When he comes in sight all hats are quickly taken off. His hair is grizzled and he is dressed in grey. He is a Knight of several Orders, has a large forehead and an aquiline nose, and if you take him all round, his features are not devoid of certain regularity. One might even think on the first inspection that it combines with the dignity of the village mayor that particular kind of comfortableness which is appropriate to the age of forty-eight or fifty. But soon the traveller from Paris will be shocked by a certain air of self-satisfaction and self-complacency mingled with an almost indefinable narrowness and lack of inspiration. One realises at last that this man’s talent is limited to seeing that he is paid exactly what he is owed, and in paying his own debts at the latest possible moment.

Such is M. de Rênal, the mayor of Verrières. After having crossed the road with a solemn step, he enters the mayoral residence and disappears from the eye of the traveller. But if the latter continues to walk a hundred steps further up, he will perceive a house with a fairly fine appearance, with some magnificent gardens behind an iron grill belonging to the house. Beyond that is an horizon line formed by the hills of Burgundy, which seem ideally made to delight the eyes. This view causes the traveller to forget that pestilential atmosphere of petty money-grubbing by which he is beginning to be suffocated.

He is told that this house belongs to M. de Rênal. It is to the profits which he has made out of his big nail factory that the mayor of Verrières owes this fine residence of hewn stone which he is just finishing. His family is said to be Spanish and ancient, and is alleged to have been established in the country well before the conquest of Louis XIV.

Since 1815, he blushes at being a manufacturer: 1815 made him mayor of Verrières. The terraced walls of this magnificent garden which descends to the Doubs, plateau by plateau, also represent the reward of M. de Rênal’s proficiency in the iron-trade.

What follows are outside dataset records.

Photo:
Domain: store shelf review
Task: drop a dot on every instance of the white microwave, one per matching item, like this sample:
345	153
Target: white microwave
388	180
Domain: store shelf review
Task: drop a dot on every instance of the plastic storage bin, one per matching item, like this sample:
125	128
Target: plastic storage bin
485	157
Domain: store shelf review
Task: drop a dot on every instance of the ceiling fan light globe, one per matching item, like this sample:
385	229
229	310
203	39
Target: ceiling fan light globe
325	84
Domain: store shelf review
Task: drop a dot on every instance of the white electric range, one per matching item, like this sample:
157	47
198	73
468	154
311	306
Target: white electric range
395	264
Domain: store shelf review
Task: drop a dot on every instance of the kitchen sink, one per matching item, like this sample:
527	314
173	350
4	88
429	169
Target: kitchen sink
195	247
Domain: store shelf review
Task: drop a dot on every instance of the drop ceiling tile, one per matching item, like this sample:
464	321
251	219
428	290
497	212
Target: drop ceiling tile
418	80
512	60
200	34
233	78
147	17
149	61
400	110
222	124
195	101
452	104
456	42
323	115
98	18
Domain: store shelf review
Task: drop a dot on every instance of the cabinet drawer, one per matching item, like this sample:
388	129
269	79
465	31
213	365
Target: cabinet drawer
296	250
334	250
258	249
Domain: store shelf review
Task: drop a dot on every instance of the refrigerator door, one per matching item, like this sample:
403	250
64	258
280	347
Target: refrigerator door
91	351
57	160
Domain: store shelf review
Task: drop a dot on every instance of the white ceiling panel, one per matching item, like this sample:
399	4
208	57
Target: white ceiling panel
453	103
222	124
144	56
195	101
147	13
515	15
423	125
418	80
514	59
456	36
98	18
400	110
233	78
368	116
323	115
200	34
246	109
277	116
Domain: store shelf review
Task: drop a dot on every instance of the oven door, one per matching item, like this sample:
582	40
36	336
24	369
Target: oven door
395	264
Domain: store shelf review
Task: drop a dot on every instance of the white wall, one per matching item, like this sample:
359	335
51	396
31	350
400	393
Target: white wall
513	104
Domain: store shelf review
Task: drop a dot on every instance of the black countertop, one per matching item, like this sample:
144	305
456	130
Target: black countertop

Do not expect to find in France those picturesque gardens which surround the manufacturing towns of Germany, like Leipsic, Frankfurt and Nurenburgh, etc. The more walls you build in Franche-Comté and the more you fortify your estate with piles of stone, the more claim you will acquire on the respect of your neighbours. Another reason for the admiration due to M. de Rênal’s gardens and their numerous walls, is the fact that he has purchased, through sheer power of the purse, certain small parcels of the ground on which they stand. That saw-mill, for instance, whose singular position on the banks of the Doubs struck you when you entered Verrières, and where you notice the name of SOREL written in gigantic characters on the chief beam of the roof, used to occupy six years ago that precise space on which is now reared the wall of the fourth terrace in M. de Rênal’s gardens.

Proud man that he was, the mayor had none the less to negotiate with that tough, stubborn peasant, old Sorel. He had to pay him in good solid golden louis before he could induce him to transfer his workshop elsewhere. As to the public stream which supplied the motive power for the saw-mill, M. de Rênal obtained its diversion, thanks to the influence which he enjoyed at Paris. This favour was accorded him after the election of 182-.

He gave Sorel four acres for every one he had previously held, five hundred yards lower down on the banks of the Doubs. Although this position was much more advantageous for his pine-plank trade, father Sorel (as he is called since he has become rich) knew how to exploit the impatience and mania for landed ownership which animated his neighbour to the tune of six thousand francs.

It is true that this arrangement was criticised by the wiseacres of the locality. One day, it was on a Sunday four years later, as M. de Rênal was coming back from church in his mayor’s uniform, he saw old Sorel smiling at him, as he stared at him some distance away surrounded by his three sons. That smile threw a fatal flood of light into the soul of the mayor. From that time on, he is of opinion that he could have obtained the exchange at a cheaper rate.

In order to win the public esteem of Verrières it is essential that, though you should build as many walls as you can, you should not adopt some plan imported from Italy by those masons who cross the passes of the Jura in the spring on their way to Paris. Such an innovation would bring down upon the head of the imprudent builder an eternal reputation for wrongheadedness, and he will be lost for ever in the sight of those wise, well-balanced people who dispense public esteem in Franche-Comté.

As a matter of fact, these prudent people exercise in the place the most offensive despotism. It is by reason of this awful word, that anyone who has lived in that great republic which is called Paris, finds living in little towns quite intolerable. The tyranny of public opinion (and what public opinion!) is as stupid in the little towns of France as in the United States of America.